My three-year-old wants whatever my five-year-old is playing with. He will throw a tantrum if he does not get it, and we find ourselves relying on his older sister to diffuse the situation by "being a big girl" and letting him have what he wants. SHE HAS BEEN TREMENDOUS by sharing, but I hate to have to always place that burden on her. Also, I don't think he is learning a good lesson by getting what he wants. I try to wait out his tantrums but then my patience is so minimal with him these I end up yelling at him or having big sis give him what he wants. Anyone have any advice?


2 Answers 2


I suggest setting your foot down and keeping it down. You are teaching him that he can get what he wants if he just throws enough tantrums to wear down your patience. For the next six months, purpose that if he even begins to throw a tantrum, there is no way in the world he is going to get what he wants, and will probably instead be disciplined. The next time he throws a tantrum, have some negative consequences. Not only does he not get his sister's toy, he also get something else taken away, or he gets grounded to his room. This is getting worse only because you gave into it.
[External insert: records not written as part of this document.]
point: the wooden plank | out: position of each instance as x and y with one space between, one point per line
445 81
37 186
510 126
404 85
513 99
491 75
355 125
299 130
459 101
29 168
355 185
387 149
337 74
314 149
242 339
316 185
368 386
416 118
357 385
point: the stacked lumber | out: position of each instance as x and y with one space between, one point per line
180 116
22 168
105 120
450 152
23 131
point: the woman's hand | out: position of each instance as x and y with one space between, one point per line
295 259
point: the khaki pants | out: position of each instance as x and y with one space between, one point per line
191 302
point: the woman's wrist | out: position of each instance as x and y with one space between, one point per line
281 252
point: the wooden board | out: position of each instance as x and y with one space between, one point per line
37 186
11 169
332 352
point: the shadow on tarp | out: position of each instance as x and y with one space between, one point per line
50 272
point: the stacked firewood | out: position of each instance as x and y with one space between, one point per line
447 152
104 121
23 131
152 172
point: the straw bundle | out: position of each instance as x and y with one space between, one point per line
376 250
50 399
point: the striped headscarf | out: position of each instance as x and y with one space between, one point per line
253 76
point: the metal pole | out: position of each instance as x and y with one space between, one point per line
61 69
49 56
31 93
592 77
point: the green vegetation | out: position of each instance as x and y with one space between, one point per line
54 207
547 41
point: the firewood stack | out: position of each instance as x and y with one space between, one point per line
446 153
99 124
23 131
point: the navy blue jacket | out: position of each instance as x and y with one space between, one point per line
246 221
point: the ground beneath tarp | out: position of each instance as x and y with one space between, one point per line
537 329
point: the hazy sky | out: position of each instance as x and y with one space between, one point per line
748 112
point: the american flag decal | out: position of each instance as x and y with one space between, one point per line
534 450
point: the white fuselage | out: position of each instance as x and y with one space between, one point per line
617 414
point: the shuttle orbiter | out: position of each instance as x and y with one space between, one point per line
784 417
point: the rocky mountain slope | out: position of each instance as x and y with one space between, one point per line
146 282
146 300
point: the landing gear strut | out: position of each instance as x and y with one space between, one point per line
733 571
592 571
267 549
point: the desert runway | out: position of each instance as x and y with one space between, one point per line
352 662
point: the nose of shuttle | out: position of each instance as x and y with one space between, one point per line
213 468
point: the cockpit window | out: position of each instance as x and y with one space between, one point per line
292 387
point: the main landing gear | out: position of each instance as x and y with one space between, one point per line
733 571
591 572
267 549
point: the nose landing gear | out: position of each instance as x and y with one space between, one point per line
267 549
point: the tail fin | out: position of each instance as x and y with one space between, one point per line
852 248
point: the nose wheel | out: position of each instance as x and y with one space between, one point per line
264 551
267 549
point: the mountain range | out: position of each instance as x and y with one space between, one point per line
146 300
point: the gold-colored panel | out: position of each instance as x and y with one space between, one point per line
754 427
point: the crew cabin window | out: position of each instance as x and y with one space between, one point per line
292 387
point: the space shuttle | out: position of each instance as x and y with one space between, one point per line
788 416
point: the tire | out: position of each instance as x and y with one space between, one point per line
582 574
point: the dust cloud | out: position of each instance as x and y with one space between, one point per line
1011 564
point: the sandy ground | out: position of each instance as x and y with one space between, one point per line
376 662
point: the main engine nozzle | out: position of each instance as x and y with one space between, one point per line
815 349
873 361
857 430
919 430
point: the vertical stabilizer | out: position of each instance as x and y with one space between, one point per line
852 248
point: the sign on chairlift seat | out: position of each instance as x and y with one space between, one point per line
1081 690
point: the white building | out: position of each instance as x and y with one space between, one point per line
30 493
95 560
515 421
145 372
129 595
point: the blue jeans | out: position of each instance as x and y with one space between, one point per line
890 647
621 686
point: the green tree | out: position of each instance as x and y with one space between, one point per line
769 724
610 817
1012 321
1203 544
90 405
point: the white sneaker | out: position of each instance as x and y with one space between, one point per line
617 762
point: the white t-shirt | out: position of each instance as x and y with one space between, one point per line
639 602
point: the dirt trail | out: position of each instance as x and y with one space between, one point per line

And this is being very unfair to your five year old daughter. What is being communicated to her is that her interests are not as important as her brother's because she does not throw tantrums.

You are in fact reinforcing bad behavior. Stop it!

  • I think just acting as if you never heard it would be better.
    – Bradman175
    Commented Oct 18, 2016 at 1:58
  • @Bradman175 - Sometimes that might be ok, but I have met too many grown-ups who think they can vent their frustrations in the grown-up equivalent of a tantrum, and that as long as they are not venting at someone present, that should be ok. I had to fire an employee for exactly that kind of behavior. I wish his parents had taught him that people don't have to put up with that kind of behavior or act like it's not happening. Negative behavior needs to have negative consequences if a kid is going to learn to stop it.
    – user16557
    Commented Oct 18, 2016 at 14:52

I would suggest getting him more toys of his own - toys that his sister would also be interested in, so she will want to borrow them from time to time. Then make it clear that lending toys is voluntary - don't force either child to do it - and point out that if he wants to borrow his sister's toys, he needs to lend his toys to her sometimes.

Also, you may want to find a place where you can put him in timeout so you can withstand a tantrum without yelling at him. Giving in to tantrums just encourages them.